Like I said - I'm still best friends with one of my exes. And I kept talking to my ex-fiancee for a long time after we called off the wedding even though I was already with my (now) husband.
If I were you, id completely cut off communication unless you have a genuine interest in being friends with your ex going forward. Next time she calls tell her she has had her chance, and that you cant talk too long because you are getting ready to go out on a date with an upgrade. Plenty of fish in the sea, life is short dont waste another minute.
Leave it alone. It's not your business. She is your EX. The need to message the guy is your being spiteful and in no way the "right thing." If there is a "right thing" in this situation it is for you to say to your ex "Hey, I don't think it's right that you're messaging me given your new relationship and all." Then if she continues to do so, say "I see you didn't understand my original message so I'm going to be blocking your number."
My ex got a new boyfriend, and I havent talked to her for 4 days straight now I know they are dating for good. She called me once yesterday, and then once this morning at like 8. You guys can be glad to hear I haven't answer either times. BUT, would it be the right thing to do, to message her new boyfriend and tell him what's going on behind his back for his sake? Or just leave it alone? I would want that kind of truth if I was in his shoes. I guess she just can't take losing me or that comfort or whatever it is but you shouldn't be contacting your ex when you are dating a guy. FACT
I don't get it. This question sounds like it is coming from a female.

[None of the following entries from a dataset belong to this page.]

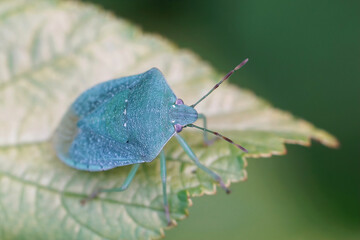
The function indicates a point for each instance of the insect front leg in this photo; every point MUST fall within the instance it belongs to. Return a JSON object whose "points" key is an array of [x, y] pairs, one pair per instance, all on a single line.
{"points": [[163, 179], [125, 185], [193, 157], [207, 141]]}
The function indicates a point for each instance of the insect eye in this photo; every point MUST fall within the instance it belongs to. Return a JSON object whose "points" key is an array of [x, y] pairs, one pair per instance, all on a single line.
{"points": [[178, 128], [179, 101]]}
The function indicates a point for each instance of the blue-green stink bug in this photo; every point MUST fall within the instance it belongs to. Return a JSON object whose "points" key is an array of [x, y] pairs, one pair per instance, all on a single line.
{"points": [[128, 121]]}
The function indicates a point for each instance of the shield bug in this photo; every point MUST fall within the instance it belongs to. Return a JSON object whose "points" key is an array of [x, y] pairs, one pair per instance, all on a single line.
{"points": [[128, 121]]}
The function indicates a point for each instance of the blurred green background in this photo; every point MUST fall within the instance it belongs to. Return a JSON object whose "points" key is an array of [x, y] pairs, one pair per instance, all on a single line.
{"points": [[304, 58]]}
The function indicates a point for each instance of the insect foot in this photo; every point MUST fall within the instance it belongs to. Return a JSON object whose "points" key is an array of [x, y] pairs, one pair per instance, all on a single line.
{"points": [[167, 214], [222, 185], [93, 195]]}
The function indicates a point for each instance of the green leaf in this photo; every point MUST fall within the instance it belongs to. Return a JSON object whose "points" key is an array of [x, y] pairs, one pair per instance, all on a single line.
{"points": [[51, 51]]}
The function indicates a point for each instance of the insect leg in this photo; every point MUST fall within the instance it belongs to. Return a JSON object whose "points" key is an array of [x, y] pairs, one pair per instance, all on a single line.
{"points": [[193, 157], [207, 141], [125, 185], [163, 179]]}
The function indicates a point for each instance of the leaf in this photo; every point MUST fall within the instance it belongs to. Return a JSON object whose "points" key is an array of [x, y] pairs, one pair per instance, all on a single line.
{"points": [[50, 52]]}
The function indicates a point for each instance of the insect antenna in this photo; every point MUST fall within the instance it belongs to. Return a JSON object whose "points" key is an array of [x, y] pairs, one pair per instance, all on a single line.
{"points": [[222, 80], [219, 135]]}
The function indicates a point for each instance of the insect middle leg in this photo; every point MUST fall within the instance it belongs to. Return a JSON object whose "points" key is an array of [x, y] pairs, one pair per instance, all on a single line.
{"points": [[207, 141], [193, 157], [163, 180], [125, 185]]}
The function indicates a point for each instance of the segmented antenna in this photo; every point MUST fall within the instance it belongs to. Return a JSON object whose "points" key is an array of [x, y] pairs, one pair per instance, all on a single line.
{"points": [[219, 135], [222, 80]]}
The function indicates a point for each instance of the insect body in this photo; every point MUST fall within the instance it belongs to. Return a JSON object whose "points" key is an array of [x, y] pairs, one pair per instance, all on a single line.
{"points": [[128, 121]]}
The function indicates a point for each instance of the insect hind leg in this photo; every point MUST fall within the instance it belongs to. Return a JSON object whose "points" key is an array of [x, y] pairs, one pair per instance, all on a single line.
{"points": [[163, 180], [125, 185], [193, 157]]}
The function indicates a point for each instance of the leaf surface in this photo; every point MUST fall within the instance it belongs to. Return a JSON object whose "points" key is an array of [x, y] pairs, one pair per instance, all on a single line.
{"points": [[50, 52]]}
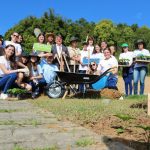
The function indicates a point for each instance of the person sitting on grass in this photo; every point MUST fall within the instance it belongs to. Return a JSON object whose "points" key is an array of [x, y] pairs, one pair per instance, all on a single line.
{"points": [[93, 69], [49, 70], [36, 75]]}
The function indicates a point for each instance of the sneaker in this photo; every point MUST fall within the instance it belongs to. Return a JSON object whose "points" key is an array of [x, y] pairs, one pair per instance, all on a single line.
{"points": [[3, 96]]}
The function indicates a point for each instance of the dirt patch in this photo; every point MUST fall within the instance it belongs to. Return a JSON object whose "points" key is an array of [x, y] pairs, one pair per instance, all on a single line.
{"points": [[120, 85], [132, 136]]}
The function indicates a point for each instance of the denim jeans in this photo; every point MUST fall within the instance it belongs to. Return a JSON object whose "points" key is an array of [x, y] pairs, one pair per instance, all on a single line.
{"points": [[7, 81], [82, 86], [128, 83], [39, 87], [112, 82], [139, 74]]}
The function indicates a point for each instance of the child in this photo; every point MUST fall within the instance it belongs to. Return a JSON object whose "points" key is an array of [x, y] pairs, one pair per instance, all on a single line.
{"points": [[36, 75], [22, 77], [93, 69], [127, 72], [49, 70]]}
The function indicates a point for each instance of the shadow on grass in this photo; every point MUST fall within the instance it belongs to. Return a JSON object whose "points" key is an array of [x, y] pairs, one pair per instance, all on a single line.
{"points": [[135, 145]]}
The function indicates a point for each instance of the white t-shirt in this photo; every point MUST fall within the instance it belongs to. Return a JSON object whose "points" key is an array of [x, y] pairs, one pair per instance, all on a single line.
{"points": [[138, 52], [83, 54], [127, 55], [99, 56], [49, 72], [107, 63], [16, 45], [91, 48], [6, 63]]}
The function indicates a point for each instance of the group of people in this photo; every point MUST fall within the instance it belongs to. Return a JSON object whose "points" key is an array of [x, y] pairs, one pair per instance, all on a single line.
{"points": [[37, 69]]}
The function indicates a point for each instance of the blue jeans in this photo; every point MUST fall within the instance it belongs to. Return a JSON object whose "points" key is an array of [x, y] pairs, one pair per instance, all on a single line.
{"points": [[82, 86], [112, 82], [7, 81], [139, 73], [128, 83], [38, 88]]}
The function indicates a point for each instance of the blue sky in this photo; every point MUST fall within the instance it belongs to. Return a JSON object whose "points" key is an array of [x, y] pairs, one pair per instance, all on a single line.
{"points": [[119, 11]]}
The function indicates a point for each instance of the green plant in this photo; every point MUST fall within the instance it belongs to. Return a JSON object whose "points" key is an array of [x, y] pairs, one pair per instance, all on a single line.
{"points": [[83, 142], [146, 135], [16, 91], [125, 118]]}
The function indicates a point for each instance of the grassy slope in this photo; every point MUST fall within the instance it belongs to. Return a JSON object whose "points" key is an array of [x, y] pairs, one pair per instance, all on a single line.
{"points": [[91, 110]]}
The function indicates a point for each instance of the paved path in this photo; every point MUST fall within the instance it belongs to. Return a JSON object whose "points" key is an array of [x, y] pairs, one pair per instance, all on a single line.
{"points": [[26, 127]]}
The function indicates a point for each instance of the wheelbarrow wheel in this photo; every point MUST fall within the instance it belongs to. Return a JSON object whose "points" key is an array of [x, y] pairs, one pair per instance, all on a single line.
{"points": [[55, 90]]}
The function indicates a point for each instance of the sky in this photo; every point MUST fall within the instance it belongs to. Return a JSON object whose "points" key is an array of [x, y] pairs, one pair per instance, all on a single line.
{"points": [[119, 11]]}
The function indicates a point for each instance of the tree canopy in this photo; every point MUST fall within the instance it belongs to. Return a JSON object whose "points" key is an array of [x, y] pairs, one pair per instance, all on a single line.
{"points": [[115, 34]]}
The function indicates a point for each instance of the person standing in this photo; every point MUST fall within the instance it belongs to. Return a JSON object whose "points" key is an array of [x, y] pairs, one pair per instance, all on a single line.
{"points": [[127, 72], [74, 53], [104, 45], [109, 62], [8, 73], [14, 38], [140, 68], [59, 50], [90, 44], [50, 37], [1, 46]]}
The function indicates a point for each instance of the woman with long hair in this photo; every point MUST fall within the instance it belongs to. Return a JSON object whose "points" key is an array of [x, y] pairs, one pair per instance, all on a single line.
{"points": [[127, 72], [140, 69], [36, 75], [8, 73]]}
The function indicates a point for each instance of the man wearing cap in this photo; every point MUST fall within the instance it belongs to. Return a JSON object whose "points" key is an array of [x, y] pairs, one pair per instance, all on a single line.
{"points": [[127, 72], [140, 69], [59, 50], [74, 54], [50, 38]]}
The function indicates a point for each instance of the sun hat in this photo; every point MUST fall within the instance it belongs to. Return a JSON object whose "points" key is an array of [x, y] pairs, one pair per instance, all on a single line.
{"points": [[73, 38], [49, 34], [124, 45]]}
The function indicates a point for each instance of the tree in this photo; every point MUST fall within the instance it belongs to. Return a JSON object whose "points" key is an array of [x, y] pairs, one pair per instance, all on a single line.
{"points": [[104, 31]]}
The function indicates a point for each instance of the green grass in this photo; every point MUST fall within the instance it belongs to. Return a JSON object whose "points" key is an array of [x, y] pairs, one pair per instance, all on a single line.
{"points": [[83, 142], [90, 110], [32, 122], [8, 110]]}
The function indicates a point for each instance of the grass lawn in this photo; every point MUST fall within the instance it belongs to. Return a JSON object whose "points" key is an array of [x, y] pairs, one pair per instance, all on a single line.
{"points": [[86, 111], [100, 116]]}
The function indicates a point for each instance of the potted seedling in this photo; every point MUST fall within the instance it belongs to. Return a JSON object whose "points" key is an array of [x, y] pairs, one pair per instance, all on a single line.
{"points": [[146, 134], [123, 127]]}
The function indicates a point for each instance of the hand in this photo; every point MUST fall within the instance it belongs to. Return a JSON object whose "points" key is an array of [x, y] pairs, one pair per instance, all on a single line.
{"points": [[31, 78], [22, 70]]}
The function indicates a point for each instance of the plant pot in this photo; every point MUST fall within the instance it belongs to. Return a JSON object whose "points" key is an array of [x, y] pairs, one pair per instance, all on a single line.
{"points": [[23, 96]]}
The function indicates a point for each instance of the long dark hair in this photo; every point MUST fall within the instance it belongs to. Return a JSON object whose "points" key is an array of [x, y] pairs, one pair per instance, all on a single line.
{"points": [[39, 36], [34, 65], [11, 58], [94, 50]]}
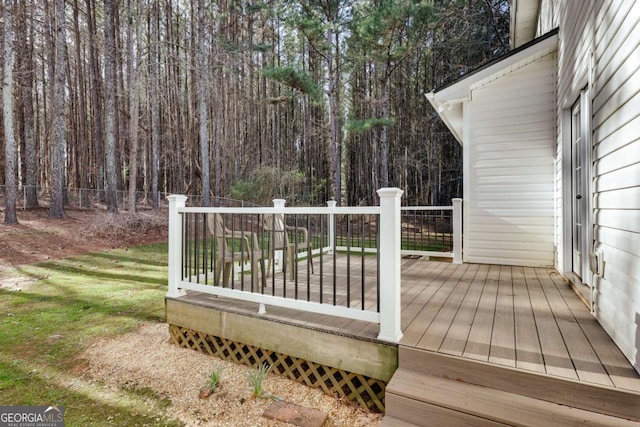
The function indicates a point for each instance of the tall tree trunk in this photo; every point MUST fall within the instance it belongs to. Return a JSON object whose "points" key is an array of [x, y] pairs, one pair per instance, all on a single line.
{"points": [[96, 96], [26, 95], [84, 146], [110, 103], [56, 208], [134, 101], [202, 107], [155, 108], [10, 216], [333, 117]]}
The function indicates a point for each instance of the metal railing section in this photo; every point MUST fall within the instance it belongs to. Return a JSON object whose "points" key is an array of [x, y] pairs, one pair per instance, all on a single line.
{"points": [[339, 261]]}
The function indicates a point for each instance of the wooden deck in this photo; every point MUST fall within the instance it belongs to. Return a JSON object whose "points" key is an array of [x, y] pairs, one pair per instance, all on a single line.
{"points": [[525, 323], [524, 318]]}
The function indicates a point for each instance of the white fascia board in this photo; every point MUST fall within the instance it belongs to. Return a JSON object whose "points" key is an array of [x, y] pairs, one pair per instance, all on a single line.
{"points": [[451, 114], [462, 88]]}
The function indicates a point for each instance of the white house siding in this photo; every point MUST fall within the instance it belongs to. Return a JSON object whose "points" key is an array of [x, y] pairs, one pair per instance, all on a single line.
{"points": [[509, 168], [604, 36]]}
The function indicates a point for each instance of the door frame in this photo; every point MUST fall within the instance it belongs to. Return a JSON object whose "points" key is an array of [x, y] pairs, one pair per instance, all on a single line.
{"points": [[584, 285]]}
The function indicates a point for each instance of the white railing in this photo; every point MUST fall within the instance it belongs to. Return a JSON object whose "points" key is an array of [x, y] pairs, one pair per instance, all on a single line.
{"points": [[342, 224]]}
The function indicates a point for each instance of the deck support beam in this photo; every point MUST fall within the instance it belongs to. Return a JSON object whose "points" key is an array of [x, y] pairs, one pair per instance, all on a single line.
{"points": [[390, 277], [175, 244]]}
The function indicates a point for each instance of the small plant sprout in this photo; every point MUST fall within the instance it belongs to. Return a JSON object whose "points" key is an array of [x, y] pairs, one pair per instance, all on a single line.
{"points": [[214, 378], [212, 385], [256, 379]]}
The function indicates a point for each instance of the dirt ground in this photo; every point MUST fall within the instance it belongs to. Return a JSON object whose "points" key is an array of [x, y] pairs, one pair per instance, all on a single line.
{"points": [[118, 363], [37, 239]]}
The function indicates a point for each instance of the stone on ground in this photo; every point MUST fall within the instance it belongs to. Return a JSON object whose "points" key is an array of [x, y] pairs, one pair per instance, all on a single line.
{"points": [[295, 414]]}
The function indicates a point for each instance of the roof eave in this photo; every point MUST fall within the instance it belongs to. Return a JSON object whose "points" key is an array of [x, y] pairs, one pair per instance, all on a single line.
{"points": [[449, 101]]}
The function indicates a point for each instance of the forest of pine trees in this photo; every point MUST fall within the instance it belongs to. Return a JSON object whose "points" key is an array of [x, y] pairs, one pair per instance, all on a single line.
{"points": [[308, 100]]}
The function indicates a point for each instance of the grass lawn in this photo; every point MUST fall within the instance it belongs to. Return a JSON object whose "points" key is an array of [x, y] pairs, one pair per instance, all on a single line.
{"points": [[70, 304]]}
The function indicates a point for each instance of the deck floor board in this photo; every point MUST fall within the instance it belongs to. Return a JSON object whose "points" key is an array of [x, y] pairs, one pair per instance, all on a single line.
{"points": [[521, 317]]}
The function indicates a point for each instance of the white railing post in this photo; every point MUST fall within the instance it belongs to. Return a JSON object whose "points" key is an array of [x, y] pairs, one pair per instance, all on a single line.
{"points": [[457, 231], [175, 244], [332, 217], [390, 263]]}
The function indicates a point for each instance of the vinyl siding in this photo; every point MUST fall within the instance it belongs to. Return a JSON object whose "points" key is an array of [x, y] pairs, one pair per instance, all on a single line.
{"points": [[607, 34], [509, 168]]}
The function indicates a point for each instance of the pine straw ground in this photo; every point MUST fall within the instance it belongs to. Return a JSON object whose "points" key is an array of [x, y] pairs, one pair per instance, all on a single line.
{"points": [[144, 360]]}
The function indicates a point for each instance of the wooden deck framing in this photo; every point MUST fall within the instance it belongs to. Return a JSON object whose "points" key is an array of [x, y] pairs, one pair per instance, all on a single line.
{"points": [[525, 323]]}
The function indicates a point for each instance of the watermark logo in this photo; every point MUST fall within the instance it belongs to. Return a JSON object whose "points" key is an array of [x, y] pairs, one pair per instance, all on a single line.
{"points": [[31, 416]]}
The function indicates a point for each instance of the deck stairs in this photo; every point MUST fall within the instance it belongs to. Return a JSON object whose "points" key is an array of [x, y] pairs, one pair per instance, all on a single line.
{"points": [[433, 389]]}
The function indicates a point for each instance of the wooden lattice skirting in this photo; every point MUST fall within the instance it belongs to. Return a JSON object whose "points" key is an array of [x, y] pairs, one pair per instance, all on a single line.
{"points": [[367, 392]]}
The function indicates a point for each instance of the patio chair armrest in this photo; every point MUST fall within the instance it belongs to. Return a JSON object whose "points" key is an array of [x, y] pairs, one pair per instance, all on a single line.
{"points": [[302, 230]]}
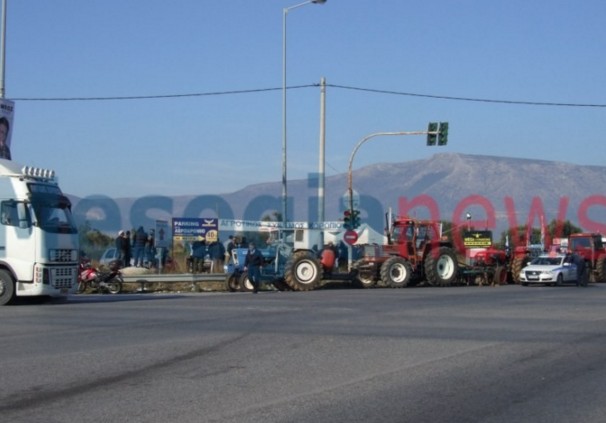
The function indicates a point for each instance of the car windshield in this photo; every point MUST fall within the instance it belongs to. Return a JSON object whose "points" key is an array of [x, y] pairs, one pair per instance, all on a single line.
{"points": [[547, 261]]}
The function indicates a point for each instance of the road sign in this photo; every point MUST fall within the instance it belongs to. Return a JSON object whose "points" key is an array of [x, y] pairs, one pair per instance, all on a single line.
{"points": [[350, 237]]}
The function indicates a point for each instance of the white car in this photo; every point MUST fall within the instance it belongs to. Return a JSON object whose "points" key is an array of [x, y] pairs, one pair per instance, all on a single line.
{"points": [[550, 270]]}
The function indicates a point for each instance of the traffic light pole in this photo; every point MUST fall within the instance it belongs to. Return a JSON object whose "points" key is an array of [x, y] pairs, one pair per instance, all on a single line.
{"points": [[367, 138]]}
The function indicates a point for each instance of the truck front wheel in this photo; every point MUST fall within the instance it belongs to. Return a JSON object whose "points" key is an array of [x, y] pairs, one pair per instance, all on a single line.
{"points": [[441, 267], [303, 272], [7, 287], [396, 272]]}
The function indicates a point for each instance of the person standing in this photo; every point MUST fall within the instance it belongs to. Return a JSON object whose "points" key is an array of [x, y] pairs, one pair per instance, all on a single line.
{"points": [[578, 259], [128, 255], [139, 246], [216, 251], [253, 263], [5, 151], [122, 246]]}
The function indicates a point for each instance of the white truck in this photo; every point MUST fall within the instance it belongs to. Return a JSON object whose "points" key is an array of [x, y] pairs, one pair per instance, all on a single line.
{"points": [[39, 248]]}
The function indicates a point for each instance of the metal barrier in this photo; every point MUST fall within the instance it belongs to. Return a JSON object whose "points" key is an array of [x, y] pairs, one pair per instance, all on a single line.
{"points": [[191, 278]]}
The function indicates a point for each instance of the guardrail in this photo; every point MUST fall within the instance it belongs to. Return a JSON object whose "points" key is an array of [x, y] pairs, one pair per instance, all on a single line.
{"points": [[191, 278]]}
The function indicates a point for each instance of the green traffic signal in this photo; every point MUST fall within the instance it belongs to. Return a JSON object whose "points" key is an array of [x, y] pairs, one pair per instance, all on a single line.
{"points": [[432, 130], [347, 219], [443, 134], [355, 219]]}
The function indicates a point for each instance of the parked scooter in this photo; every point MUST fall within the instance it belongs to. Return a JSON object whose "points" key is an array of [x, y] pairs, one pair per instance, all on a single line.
{"points": [[101, 281]]}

What you hoping the outcome will be? Personally if someone called me to rat out someone I'd reply with, "Yeah, I know." Even if I didn't, I'd want them to feel like a jackwagon.
Ok. And before you guys starting saying I'm envious, just know I thought about telling this guy at first, then shot it down, because I knew it wasn't my business. My friend told me today that he thinks telling the guy would be the right thing to do. That's the only reason I posted this, to see if he was just the only person saying that would be thing to do.
Ok. And before you guys starting saying I'm envious, just know I thought about telling this guy at first, then shot it down, because I knew it wasn't my business. My friend told me today that he thinks telling the guy would be the right thing to do. That's the only reason I posted this, to see if he was just the only person saying that would be thing to do.
Your friend sounds like he has some growing up to do. It is horrible advice and I would start wondering whether having a friend who gave me such advice was good for me or not.
I repeat, what I initially said. This whole thing is none of your business. So stop trying to rationalize making it your business.